Students listen to a lecturer at Pannasastra University in Phnom Penh.
Two years after graduating from university, Chum Thoeun still didn’t have a job.
The 25-year-old alumnus of the Royal University of Law and Economics said he felt stymied not only by a job market based on personal or family connections with employers, but also by the overly broad education he had received.
Finding himself aimless and ill-prepared for a career, he finally accepted a job as an English teacher.
While Prime Minister Hun Sen was recently boasting of impressive gains in youth employment, university students and labor market insiders were painting a much dimmer picture.
Hun Sen said during a speech last month at the National Institute of Education that 75 percent more graduating students were landing jobs in 2008 than last year, an improvement he attributed to the nation’s political stability.
Meanwhile, Kheng Khemra, deputy director of the labor ministry’s department for vocational training, said two-thirds of graduates this year have found employment.
But the reality, according to Rong Chhun, president of the Cambodian Independent Teachers Association, was that only about ten percent of students were able to enter the job market immediately upon graduating.
The government was failing in its responsibility and needed to do more to cultivate job opportunities for youth, Chhun said.
Pushing for more vocational programs in the universities, in practical fields such as agriculture and commerce, and developing relationships with reputable employers willing to invest in improving the country’s human resources, would be a start, he said.
“Many graduates only find employment in fields unrelated to their study, indicating a mismatch between their higher education provision and labor force needs,” David Ford, a chemistry professor at the Royal University of Phnom Penh (RUPP), wrote in a 2006 article published in the journal International Higher Education entitled “Cambodian Higher Education – Growing Pains.”
The mismatch, he said, “has produced an oversupply of poorly trained graduates.”
Independent economics consultant Sok Sina said youth employment has been growing. While it’s much higher than ten percent, he said, it remains only “at between 20 and 30 percent.”
The situation was partly a problem of rising expectations, Sina added.
“In many cases, graduates are unemployed because they have degrees and demand high salaries, but most available jobs have low salaries,” Sina said.
Luise Ahrens, an American nun who arrived in Cambodia in 1991 as a adviser to the education ministry, said students “don’t see themselves starting from the ground floor and working their way up.”

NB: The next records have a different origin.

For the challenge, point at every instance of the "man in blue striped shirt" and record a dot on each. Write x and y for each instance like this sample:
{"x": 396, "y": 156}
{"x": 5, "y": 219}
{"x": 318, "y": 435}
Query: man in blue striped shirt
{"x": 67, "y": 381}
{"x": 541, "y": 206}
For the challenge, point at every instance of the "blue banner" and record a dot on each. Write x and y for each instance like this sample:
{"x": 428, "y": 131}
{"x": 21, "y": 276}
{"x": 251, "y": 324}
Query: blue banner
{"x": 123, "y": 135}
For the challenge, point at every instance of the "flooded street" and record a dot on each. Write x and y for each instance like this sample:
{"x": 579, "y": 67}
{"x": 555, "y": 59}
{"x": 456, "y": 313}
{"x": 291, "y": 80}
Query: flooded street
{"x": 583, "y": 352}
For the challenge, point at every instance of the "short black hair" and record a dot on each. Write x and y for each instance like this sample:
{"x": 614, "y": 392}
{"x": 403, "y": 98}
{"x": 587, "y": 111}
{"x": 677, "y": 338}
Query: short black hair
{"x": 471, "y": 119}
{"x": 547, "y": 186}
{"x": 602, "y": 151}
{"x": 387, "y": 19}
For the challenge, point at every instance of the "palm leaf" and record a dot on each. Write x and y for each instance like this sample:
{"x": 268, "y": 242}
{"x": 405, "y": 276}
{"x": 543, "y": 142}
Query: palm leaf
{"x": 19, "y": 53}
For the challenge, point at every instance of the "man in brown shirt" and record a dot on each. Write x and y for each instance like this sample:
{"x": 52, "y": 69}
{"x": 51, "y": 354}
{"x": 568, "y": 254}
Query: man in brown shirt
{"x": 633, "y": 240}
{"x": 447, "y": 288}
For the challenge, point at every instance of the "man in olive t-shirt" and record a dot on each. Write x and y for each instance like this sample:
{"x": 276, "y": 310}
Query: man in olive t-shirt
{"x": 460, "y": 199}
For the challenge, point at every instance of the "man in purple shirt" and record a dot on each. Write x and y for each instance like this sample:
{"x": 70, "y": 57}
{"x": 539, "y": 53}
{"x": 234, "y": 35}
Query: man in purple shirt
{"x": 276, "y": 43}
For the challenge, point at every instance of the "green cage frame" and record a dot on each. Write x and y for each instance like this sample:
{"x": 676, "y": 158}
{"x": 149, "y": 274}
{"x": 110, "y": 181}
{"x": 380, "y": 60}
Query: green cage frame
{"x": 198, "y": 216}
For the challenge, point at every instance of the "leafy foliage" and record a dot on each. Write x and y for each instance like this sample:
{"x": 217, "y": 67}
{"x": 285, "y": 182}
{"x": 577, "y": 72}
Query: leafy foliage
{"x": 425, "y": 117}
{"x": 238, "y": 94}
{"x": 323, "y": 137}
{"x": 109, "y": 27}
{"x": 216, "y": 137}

“They study management and think they’ll get jobs as managers,” she said.
Seu Sopheak, a recruitment consultant at HR Inc., said the overwhelming majority of the 25,000 students graduating each year didn’t know how to market themselves to employers and lacked even the most fundamental job search skills, such as resume writing.
Students often ignored important stepping stones to high-end jobs, such as networking while still enrolled in school and pursuing internships. Workplace inexperience was especially damming since many companies required applicants to already have two years experience in the field.
The most glaring gaps in the marketability of unemployed youth were English and computer skills, both of which were essential in today’s technologically and globally oriented work environment, Sopheak said.
Saneth, a fourth-year student in business administration at Pannasastra University of Cambodia, settled for a job as a printing house sales clerk after receiving rejections from the more lucrative businesses and NGOs he had hoped to work for.
“I am concerned about my future,” said Saneth. “I seem to have learned little from school since two years of my education were general studies which didn’t focus on specific skills.”
U Kheng, a fourth-year English major at Build Bright University, said she has received only rejections since her education failed to provide her with the credentials NGOs and sophisticated companies demanded.
“I half blame myself and half my school,” she said. “My school has no discipline. It doesn’t care if students attend class. This makes students lazy, and, after a while, I let myself become lazy.”